New method could help predict Alzheimer’s risk before symptoms start – study

·2-min read
Better methods to identify people at high risk of developing the condition could aid treatment research (Peter Byrne/PA) (PA Archive)
Better methods to identify people at high risk of developing the condition could aid treatment research (Peter Byrne/PA) (PA Archive)

Researchers have developed a new method that could help identify people who are at greater risk of developing Alzheimer’s disease before symptoms appear.

Experts suggest this could help speed up the creation of new treatments for the disease.

People with Alzheimer’s experience gradual loss of memory and other cognitive functions.

We developed a genetic predictor of Alzheimer’s disease associated with both clinical diagnosis and age-dependent cognitive decline

Dr Amit Khera, senior author

And while some treatments can ease symptoms, developing treatments that prevent or slow disease progression has been more challenging.

Senior author Dr Amit Khera said: “We developed a genetic predictor of Alzheimer’s disease associated with both clinical diagnosis and age-dependent cognitive decline.

“By studying the circulating proteome of healthy individuals with very high versus low inherited risk, our team nominated new biomarkers of neurocognitive disease.”
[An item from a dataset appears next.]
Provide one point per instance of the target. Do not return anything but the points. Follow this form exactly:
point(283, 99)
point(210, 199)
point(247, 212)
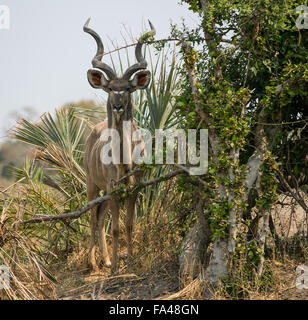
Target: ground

Some trials looking at potential treatments may have been unsuccessful because they involved patients whose disease was too advanced to be treated, experts suggest.

Better methods to identify people at high risk of developing the condition could aid treatment research.

In the new study Manish Paranjpe of the Broad Institute of MIT and Harvard in the US and colleagues analysed data on 7.1 million common DNA variants – alterations to the standard DNA sequence – from an earlier study that included tens of thousands of people with or without Alzheimer’s.

Using this data they developed a novel method that predicts a person’s risk of Alzheimer’s, depending on which DNA variants the person has.

The method was refined and validated with data from more than 300,000 additional people.

Researchers say their DNA-based method is unlikely to be suitable for doctors to predict a patient’s risk of Alzheimer’s because it may be less accurate for non-European populations.

The findings are published in Plos Genetics.